Quelques jours plus tard, en pleine mer, sur le Léviathan. Mon corps est guéri, mais mon cœur saigne encore. Ce n'est pas l'horreur de la guerre qui me met dans cet état. J'ai déjà eu mon lot de batailles et de boucheries. En fait, ce qui me turlupine c'est ce que j'ai fait sous couvertures. J'ai des regrets. Beaucoup. Et j'aurais aimé pouvoir disposer d'une oreille amie à qui confier mes doutes. Or, Lilou, Oswald et Wallace sont tous encore en soins. Et Smile est porté disparu. Il y a bien cette gourgandine de Serena mais je me vois mal lui confier la souffrance que j'éprouve depuis que j'ai eu à torturer des collègues pour ne pas compromettre mon infiltration. D'autant plus qu'elle fait partie des confrères que j'ai malmené. Je l'imagine bien se payer ma tête de pauvre petite chose fragile, elle, la badass marine qui vient des bas-fonds du Grey Terminal. Il y aurait bien eu la possibilité Rachel Blackcrow, mais je crois qu'elle est partie avec Flist pour l'escorter jusqu'à son lieu de détention.
Bref, je suis seule. Encore. Comme d'habitude en somme. Seule? Pas tant que ça en fait. La culpabilité, et la honte me suivent comme mon ombre. Et, en moins de temps qu'il ne faut pour dire Alabasta, mon cerveau vrille. On appelle ça un syndrome de stress post traumatique (ou sspt). Je me cache dans un canot de sauvetage. Sortant de ma planque la nuit, uniquement pour aller piller un peu de bouffe et d'alcool. Je ne supporte plus personne. J'ai l'impression qu'ils me jugent tous! Qu'ils savent et qu'ils me jugent! Moi! Alors que je n'ai rien fait de mal! J'ai juste suivi les ordres! Et quand je me suis retrouvée seule et sans ordres, j'ai essayé de faire au mieux! Ce n'est pas de ma faute si tout a mal tourné! Et je laisse mon esprit tourner en rond comme un vieux vinyle.
From now, here and then.
Moi sinon ? Eh ben ça va.
Non, si, sérieusement. Et j’ai beau trouver ça extrêmement bizarre au vu de l’état dans lequel les copains du Lév’ sont, au vu aussi du fait que je viens de passer trois mois compliqués – quand même, j’ai failli me noyer dans la ‘teille et trahir la mouette pour me faire corbac, j’ai fait la guerre en première ligne, j’ai presque tout cramé avec mon démon que je commençais juste à éduquer, j’ai été prisonnière, torturée, menottée, réduite à l’impuissance, et j’ai vu pas mal des mecs qui ont partagé la même soupe que moi à bord mourir, parfois même sous mon commandement – mais malgré tout, ça va. Sincèrement. Même si Jenkins est parti, ça va.

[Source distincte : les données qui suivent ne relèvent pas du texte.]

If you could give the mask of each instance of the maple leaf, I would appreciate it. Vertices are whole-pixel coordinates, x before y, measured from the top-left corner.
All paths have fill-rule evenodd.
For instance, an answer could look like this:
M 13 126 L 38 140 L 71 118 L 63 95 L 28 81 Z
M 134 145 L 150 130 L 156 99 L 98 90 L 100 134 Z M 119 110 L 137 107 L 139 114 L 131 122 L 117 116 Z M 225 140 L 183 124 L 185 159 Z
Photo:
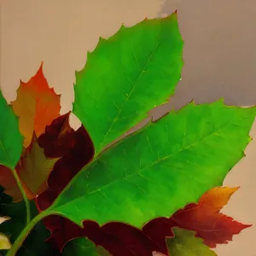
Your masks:
M 92 241 L 85 237 L 70 241 L 61 253 L 63 256 L 70 256 L 72 254 L 86 256 L 111 256 L 106 249 L 102 247 L 96 247 Z
M 59 158 L 47 158 L 44 155 L 44 148 L 38 144 L 34 133 L 17 166 L 17 173 L 29 200 L 47 189 L 47 178 L 58 160 Z
M 170 256 L 217 256 L 202 239 L 195 236 L 195 232 L 179 228 L 172 230 L 175 237 L 166 239 Z
M 30 201 L 30 211 L 32 218 L 35 217 L 38 211 L 34 201 Z M 3 193 L 3 188 L 0 186 L 0 216 L 7 218 L 0 224 L 0 234 L 9 238 L 11 243 L 16 240 L 20 231 L 26 226 L 26 211 L 24 201 L 14 202 L 11 196 Z M 45 242 L 49 232 L 42 222 L 38 223 L 31 234 L 26 239 L 22 247 L 17 253 L 17 256 L 26 255 L 52 255 L 57 256 L 58 252 Z M 8 247 L 0 248 L 0 255 L 6 255 Z
M 19 117 L 19 127 L 27 147 L 35 131 L 39 137 L 53 119 L 60 115 L 60 95 L 49 88 L 43 73 L 43 62 L 27 83 L 20 81 L 16 100 L 11 102 Z
M 215 247 L 216 244 L 225 244 L 232 241 L 233 235 L 250 227 L 235 221 L 219 211 L 225 206 L 238 188 L 216 187 L 205 193 L 197 204 L 188 204 L 176 212 L 170 218 L 159 218 L 148 223 L 143 232 L 160 247 L 160 252 L 166 253 L 165 237 L 173 236 L 174 226 L 195 230 L 196 236 L 205 244 Z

Peut-être le fait d’avoir été utile à l’infirmerie, d’avoir eu un Wallace beaucoup trop reconnaissant qui m’a arrosée de ses bonbons spéciaux qui flanquent le moral en ligne droite sur le soleil ; peut-être le fait de savoir qu’une grosse épreuve est derrière et que j’en ressors pas trop foutue en l’air, un peu plus carrée, parce que mine de rien, les bons choix, je les ai faits. Peut-être aussi le fait que les potes de Jaya commencent à avoir leur place à bord, et que je passe pas mal de temps avec eux à leur apprendre les rudiments de l’armée, à fumer des clopes en racontant des histoires, à les consoler sur l’ordinaire du Lév’ que j’ai toujours trouvé conforme à l’image que je me faisais d’une cuisine familiale faite avec amour jusqu’à ce que je vois la gueule des autres à l’heure de la bouffe. Pas les mêmes standards, et oui. Mais faut bien manger pour être fort, et au moins, pas moyen de crever de faim. Le petit déj’ est même obligatoire. Putain, faut avouer, un endroit au monde où on te force à manger pour dix autres où c’est limite si on te l’interdit pas. La gosse en moi dit : cet endroit où grailler est une loi est un endroit où vivre, et les pays qui ignorent cette loi sont dirigés par des barbares sournois et hostiles.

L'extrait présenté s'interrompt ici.